Les résultats définitifs des élections législatives du 11 novembre confirment une avancée nette de la coalition du Premier ministre sortant Mohamed Chia al-Soudani, qui obtient 46 sièges. Ce score lui donne une position dominante dans un Parlement renouvelé dont la première session est prévue en janvier 2026. L’enjeu n’est pas seulement arithmétique : il reflète une recomposition du pouvoir où les forces chiites prennent une place renforcée, influençant désormais de façon plus visible les orientations nationales.

Le Cadre de coordination : poids et implications

Les partis chiites se regroupent majoritairement au sein du Cadre de coordination, coalition qui s’apprête à occuper près de la moitié des sièges, contre moins de 40 % lors de la législature précédente. Ce basculement se traduit par des conséquences concrètes :

  • Capacité de blocage : adoption de lois conditionnée au consensus du Cadre.
  • Orientation politique : renforcement d’un axe pro-chiite au détriment d’un équilibre plus large.
  • Influence institutionnelle : nominations et postes clefs soumis à des négociations intra-coalition.

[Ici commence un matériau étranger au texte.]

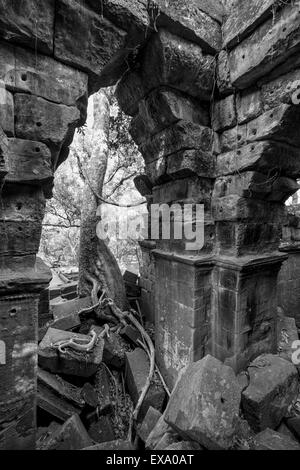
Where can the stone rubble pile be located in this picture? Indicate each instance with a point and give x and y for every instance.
(86, 399)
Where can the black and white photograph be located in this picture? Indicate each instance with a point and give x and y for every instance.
(149, 228)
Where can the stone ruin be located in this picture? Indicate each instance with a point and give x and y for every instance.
(213, 91)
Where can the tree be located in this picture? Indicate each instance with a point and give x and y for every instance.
(60, 240)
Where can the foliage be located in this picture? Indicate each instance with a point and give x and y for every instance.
(60, 237)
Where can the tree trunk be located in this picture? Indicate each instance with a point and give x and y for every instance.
(96, 261)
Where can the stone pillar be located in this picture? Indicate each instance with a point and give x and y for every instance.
(42, 101)
(231, 146)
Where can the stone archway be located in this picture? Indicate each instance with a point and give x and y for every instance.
(211, 101)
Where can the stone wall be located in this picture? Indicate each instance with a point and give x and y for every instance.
(213, 95)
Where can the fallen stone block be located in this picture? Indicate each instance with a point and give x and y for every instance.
(31, 26)
(89, 395)
(137, 370)
(102, 387)
(273, 387)
(102, 430)
(293, 424)
(131, 334)
(158, 432)
(288, 432)
(68, 323)
(148, 424)
(204, 405)
(61, 388)
(114, 348)
(54, 405)
(44, 434)
(72, 435)
(167, 439)
(69, 361)
(112, 445)
(272, 440)
(62, 308)
(181, 64)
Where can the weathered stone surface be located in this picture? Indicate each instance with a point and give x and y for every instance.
(68, 307)
(54, 405)
(279, 124)
(102, 430)
(70, 436)
(69, 362)
(21, 220)
(191, 21)
(284, 89)
(272, 440)
(18, 313)
(260, 156)
(60, 388)
(112, 445)
(168, 439)
(183, 446)
(224, 114)
(191, 162)
(174, 62)
(129, 91)
(29, 23)
(29, 162)
(223, 74)
(40, 120)
(148, 424)
(181, 136)
(293, 424)
(161, 109)
(255, 185)
(158, 432)
(272, 389)
(19, 274)
(88, 44)
(287, 333)
(137, 370)
(244, 18)
(249, 106)
(204, 404)
(102, 387)
(3, 155)
(131, 17)
(7, 111)
(267, 47)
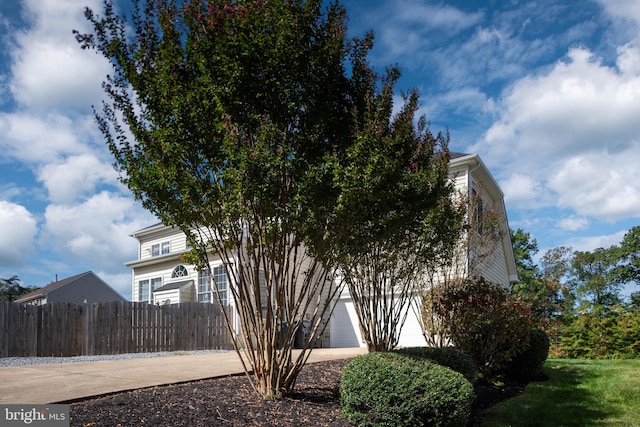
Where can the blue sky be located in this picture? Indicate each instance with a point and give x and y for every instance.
(547, 92)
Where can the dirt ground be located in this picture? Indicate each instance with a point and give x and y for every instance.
(230, 401)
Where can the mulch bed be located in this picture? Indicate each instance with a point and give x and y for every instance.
(230, 401)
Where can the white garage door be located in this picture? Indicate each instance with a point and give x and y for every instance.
(344, 326)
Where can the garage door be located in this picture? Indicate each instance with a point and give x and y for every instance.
(344, 326)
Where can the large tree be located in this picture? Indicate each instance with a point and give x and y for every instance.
(397, 200)
(628, 255)
(11, 289)
(240, 123)
(592, 280)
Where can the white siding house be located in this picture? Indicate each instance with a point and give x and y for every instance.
(469, 174)
(159, 276)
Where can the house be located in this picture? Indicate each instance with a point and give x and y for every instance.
(161, 277)
(471, 178)
(79, 289)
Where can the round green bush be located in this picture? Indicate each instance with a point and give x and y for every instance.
(450, 357)
(392, 389)
(529, 363)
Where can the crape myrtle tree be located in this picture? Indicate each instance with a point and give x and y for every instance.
(11, 289)
(394, 237)
(239, 123)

Risques d’uniformisation des décisions et influence étrangère

Des analystes, comme Ghazi Faysal Hussein, soulignent un risque de monopole décisionnel : si le Cadre impose sa ligne, peu de lois pourront être adoptées sans son aval, ce qui pourrait réduire la délibération pluraliste. Un autre point sensible est l’impact géopolitique : une majorité plus marquée des forces chiites est perçue par certains observateurs comme susceptible d’accentuer les liens, déclarés ou tacites, avec l’Iran, affectant l’autonomie de la politique étrangère irakienne.

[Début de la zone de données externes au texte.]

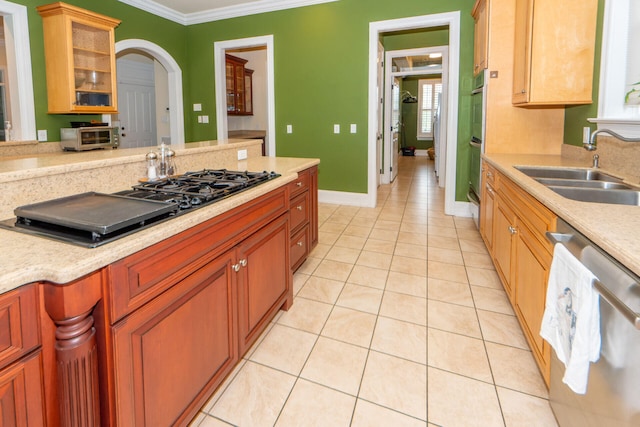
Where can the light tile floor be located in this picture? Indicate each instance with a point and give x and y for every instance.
(399, 319)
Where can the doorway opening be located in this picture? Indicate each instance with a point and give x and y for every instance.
(376, 30)
(160, 70)
(411, 122)
(258, 51)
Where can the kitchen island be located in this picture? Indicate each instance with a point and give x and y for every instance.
(141, 330)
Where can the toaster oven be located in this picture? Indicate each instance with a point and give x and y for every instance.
(89, 138)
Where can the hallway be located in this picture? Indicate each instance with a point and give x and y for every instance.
(399, 319)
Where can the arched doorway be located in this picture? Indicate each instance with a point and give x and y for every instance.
(174, 77)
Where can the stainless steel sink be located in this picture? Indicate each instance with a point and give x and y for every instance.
(567, 173)
(583, 183)
(599, 195)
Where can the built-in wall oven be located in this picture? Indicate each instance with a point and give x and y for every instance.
(476, 143)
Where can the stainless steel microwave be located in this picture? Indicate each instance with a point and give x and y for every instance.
(89, 138)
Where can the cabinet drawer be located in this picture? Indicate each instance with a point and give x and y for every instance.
(299, 185)
(537, 216)
(138, 278)
(299, 211)
(299, 247)
(18, 324)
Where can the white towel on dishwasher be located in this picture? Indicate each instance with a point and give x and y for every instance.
(571, 320)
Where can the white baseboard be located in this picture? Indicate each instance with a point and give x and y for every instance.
(459, 209)
(345, 198)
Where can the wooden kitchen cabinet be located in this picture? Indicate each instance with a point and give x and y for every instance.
(531, 270)
(480, 36)
(508, 128)
(488, 205)
(239, 86)
(79, 60)
(554, 52)
(263, 279)
(304, 215)
(522, 257)
(21, 386)
(172, 351)
(504, 228)
(181, 313)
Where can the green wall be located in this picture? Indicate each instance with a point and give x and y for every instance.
(135, 24)
(321, 78)
(321, 74)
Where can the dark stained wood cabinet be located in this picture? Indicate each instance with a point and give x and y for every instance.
(304, 215)
(239, 86)
(181, 313)
(263, 279)
(21, 384)
(172, 351)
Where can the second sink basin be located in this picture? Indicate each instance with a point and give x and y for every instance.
(580, 183)
(597, 195)
(567, 173)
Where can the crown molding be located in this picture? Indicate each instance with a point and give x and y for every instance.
(252, 8)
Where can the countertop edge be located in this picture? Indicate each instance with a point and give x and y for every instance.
(61, 263)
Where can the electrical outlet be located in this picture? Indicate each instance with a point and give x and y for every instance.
(586, 134)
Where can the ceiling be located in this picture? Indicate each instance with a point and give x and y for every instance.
(188, 12)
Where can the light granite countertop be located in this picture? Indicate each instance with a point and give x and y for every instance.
(614, 228)
(27, 259)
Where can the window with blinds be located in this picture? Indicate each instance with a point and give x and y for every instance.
(429, 91)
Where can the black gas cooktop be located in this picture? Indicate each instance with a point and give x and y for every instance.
(93, 219)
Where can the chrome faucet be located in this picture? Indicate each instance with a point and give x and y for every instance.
(591, 146)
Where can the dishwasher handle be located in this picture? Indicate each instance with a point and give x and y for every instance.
(609, 296)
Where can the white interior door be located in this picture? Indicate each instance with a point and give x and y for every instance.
(395, 126)
(136, 102)
(136, 106)
(380, 112)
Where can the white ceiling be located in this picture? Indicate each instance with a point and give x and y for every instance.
(188, 12)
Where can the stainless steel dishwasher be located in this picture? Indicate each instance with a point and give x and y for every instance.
(613, 389)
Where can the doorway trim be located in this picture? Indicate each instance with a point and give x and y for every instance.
(219, 49)
(174, 75)
(452, 20)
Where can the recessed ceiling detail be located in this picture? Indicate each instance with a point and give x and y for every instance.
(189, 12)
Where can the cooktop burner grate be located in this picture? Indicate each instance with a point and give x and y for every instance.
(179, 194)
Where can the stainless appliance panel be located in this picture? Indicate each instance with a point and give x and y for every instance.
(612, 397)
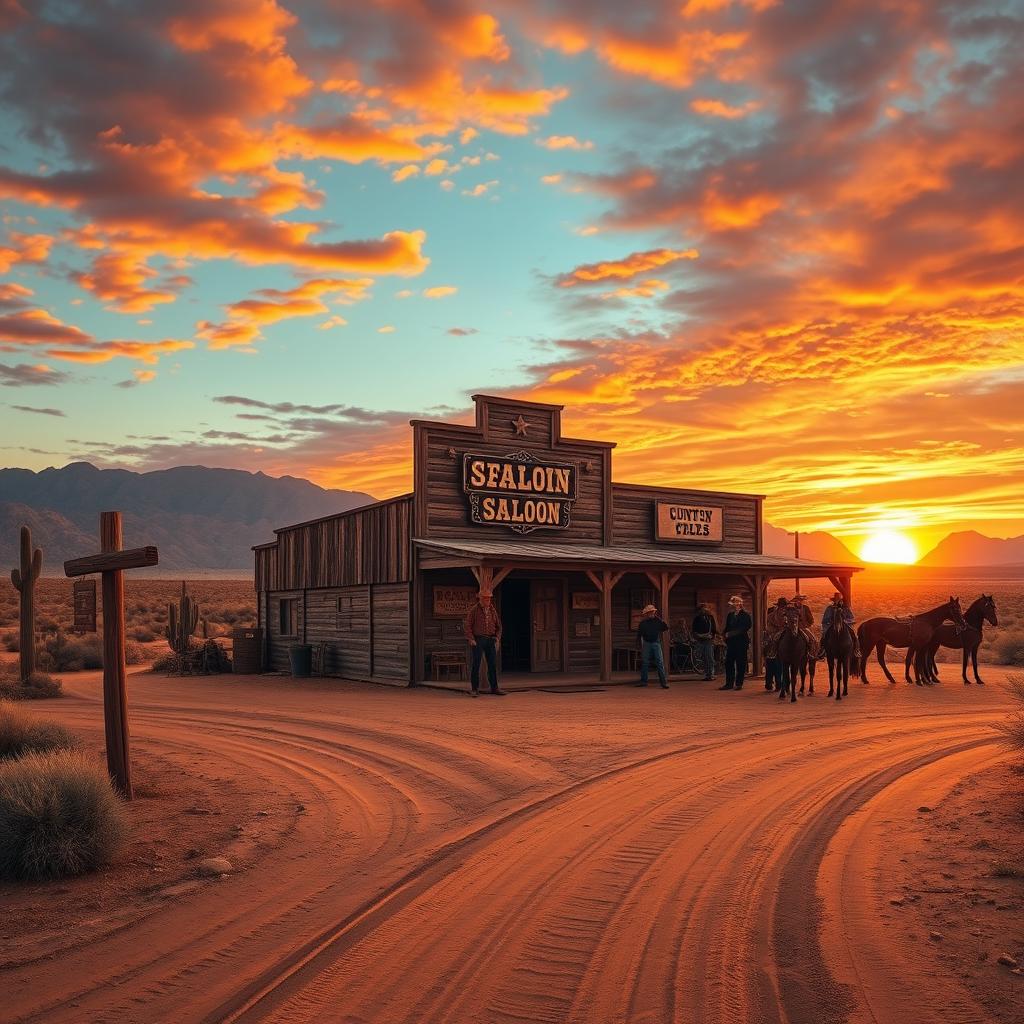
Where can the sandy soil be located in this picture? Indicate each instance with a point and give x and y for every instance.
(619, 856)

Qui pour diriger le prochain gouvernement ?

La coalition majoritaire devra proposer un Premier ministre chiite et participer à la formation du futur gouvernement. Plusieurs scénarios sont possibles :

  • Maintien de Mohamed Chia al-Soudani si le Cadre juge sa base électorale utile.
  • Remplacement par une personnalité plus alignée sur les factions internes au Cadre.
  • Inclusion de groupes armés ou de factions radicales au sein de la coalition gouvernementale, ce qui compliquerait la légitimité et la reconnaissance internationale.

Ces choix dépendront non seulement des équilibres parlementaires mais aussi des pressions des différentes factions et acteurs non étatiques présents dans le paysage politique irakien.

Institutions en jeu : présidences parlementaires et présidentielle

Outre la désignation du chef du gouvernement, le nouveau parlement doit élire son président sunnite et intervenir dans le processus menant à l’élection du président de la République, poste traditionnellement réservé à un Kurde. Ces désignations sont cruciales car elles structurent les compromis intercommunautaires et conditionnent la stabilité institutionnelle :

  • Présidence du Parlement : rôle central pour l’ordre du jour législatif.
  • Président de la République : garant constitutionnel devant incarner l’équilibre entre communautés.
  • Calendrier des négociations : les discussions ont déjà commencé et seront déterminantes pour la formation du gouvernement.

Scénarios à court et moyen terme : stabilité ou polarisation accrue ?

Le résultat ouvre plusieurs trajectoires possibles pour l’Irak. Exemples concrets :

  • Scénario apaisé : compromis intra-Cadre et inclusion d’opposants modérés, aboutissant à un gouvernement relativement stabilisé et capable d’adopter des réformes économiques.
  • Scénario polarisé : exclusion de dirigeants concurrents, renforcement des factions armées au sein du pouvoir, hausse des tensions internes et difficultés dans les relations internationales.
  • Scénario externe : pression régionale et diplomatique, notamment de l’Iran et des partenaires occidentaux, influençant les arbitrages politiques.

Dans tous les cas, les prochains mois seront déterminants : la composition gouvernementale, les alliances parlementaires et les arbitrages entre factions définiront si l’Irak s’oriente vers une phase de gouvernance consolidée ou vers une polarisation accrue.